В кафе по соседству Пугачев, не советуясь с Надей, заказал орехи со сливками, кофе, бутылку воды.
— А вино разве не будем пить? — наивно спросила Надя.
Он ответил ей быстрым насмешливым взглядом, подозвал официантку и попросил триста граммов легкого вина «для девушки».

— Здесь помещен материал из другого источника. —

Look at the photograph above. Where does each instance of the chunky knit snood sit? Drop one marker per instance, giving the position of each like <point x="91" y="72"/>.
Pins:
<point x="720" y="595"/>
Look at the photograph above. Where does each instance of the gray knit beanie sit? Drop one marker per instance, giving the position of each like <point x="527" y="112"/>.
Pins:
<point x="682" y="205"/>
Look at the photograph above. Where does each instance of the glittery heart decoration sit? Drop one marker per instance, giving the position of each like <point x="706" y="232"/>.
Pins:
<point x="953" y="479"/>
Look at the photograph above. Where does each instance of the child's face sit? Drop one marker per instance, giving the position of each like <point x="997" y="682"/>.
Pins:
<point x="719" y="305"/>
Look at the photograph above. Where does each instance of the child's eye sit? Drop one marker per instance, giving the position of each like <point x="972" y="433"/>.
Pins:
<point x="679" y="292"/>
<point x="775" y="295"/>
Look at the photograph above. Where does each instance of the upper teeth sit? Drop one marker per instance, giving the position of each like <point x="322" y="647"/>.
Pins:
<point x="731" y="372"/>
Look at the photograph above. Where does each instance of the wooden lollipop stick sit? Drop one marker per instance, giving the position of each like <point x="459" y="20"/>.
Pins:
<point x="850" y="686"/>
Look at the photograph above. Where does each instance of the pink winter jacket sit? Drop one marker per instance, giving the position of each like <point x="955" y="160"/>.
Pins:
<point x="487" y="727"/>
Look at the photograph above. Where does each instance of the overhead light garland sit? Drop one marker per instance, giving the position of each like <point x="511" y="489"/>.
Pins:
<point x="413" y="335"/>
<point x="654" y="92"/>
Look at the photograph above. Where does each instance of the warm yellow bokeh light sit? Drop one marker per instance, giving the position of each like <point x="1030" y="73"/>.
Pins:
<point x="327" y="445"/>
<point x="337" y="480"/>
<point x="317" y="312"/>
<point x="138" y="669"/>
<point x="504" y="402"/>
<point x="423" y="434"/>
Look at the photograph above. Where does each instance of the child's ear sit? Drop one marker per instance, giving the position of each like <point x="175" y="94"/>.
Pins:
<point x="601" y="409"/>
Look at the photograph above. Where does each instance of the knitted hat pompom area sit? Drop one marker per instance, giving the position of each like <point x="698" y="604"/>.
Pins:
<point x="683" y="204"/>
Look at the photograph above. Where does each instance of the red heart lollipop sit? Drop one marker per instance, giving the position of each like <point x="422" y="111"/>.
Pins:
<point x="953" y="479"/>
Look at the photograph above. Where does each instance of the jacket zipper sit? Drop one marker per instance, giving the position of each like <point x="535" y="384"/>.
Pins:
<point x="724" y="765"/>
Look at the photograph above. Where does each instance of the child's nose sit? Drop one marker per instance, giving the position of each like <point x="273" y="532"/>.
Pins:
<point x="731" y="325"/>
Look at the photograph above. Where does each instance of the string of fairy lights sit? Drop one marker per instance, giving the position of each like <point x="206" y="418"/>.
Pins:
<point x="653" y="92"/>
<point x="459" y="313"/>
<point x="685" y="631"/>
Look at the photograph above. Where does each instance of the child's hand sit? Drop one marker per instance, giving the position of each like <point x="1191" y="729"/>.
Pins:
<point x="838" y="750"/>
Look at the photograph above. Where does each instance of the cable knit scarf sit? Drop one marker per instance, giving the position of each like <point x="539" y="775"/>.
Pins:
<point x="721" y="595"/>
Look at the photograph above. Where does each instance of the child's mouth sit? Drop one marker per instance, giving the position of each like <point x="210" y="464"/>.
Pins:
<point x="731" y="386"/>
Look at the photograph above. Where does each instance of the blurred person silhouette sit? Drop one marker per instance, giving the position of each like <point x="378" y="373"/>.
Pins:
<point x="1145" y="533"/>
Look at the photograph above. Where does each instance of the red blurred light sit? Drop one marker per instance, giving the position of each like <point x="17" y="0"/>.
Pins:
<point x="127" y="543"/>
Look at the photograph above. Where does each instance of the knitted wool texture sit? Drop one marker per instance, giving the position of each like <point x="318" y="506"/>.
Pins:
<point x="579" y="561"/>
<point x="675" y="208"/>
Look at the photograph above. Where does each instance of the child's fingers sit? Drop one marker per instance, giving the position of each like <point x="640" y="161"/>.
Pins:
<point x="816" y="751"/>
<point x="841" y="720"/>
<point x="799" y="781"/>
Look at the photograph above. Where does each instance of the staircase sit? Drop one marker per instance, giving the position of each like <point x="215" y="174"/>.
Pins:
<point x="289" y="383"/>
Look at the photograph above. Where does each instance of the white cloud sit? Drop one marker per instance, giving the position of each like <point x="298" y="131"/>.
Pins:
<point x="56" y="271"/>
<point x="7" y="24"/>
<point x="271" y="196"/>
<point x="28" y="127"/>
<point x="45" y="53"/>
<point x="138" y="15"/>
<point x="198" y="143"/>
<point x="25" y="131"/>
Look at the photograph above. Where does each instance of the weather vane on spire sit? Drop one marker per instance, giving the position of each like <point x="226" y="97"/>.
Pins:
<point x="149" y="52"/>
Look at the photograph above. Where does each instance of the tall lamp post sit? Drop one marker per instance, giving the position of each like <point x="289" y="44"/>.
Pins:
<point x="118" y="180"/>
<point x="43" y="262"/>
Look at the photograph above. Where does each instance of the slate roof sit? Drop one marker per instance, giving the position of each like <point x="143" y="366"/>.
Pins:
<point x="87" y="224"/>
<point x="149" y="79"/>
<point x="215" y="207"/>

Через полчаса они беседовали как старые приятели. Вино стояло нетронутое. Надя измазалась шоколадом, раскраснелась, успокоилась. Вздорные мысли покинули ее. Федор Анатольевич говорил без умолку, глухо, возбужденно, иногда подносил рюмку ко рту, но тут же ее отставлял:
— Время — вот бог над людьми, вот высшая инстанция. Неумолимое коварное время. Я помню, Надя, как умолял раньше время: ну пожалей! не уходи от меня так скоро! Я тогда хорошо чувствовал, что время — единственный бог. Его частицы рассеяны в нас. Мы приходим из времени и уходим в него. Я физически его чувствовал, как реку, которая нас уносит. Там, где омута, река замедляет течение. Слушаешь, Надя? Я искал во времени не скорости, а глубины. Но это трудно объяснить… Если бы не время, человек сам бы стал равен богу. Но оно сильнее… А потом я перестал замечать его власть. Пустяковый, в общем-то, случай выбил меня из колеи, и я забыл бога. Бога нельзя забывать, а человеческий бог — время.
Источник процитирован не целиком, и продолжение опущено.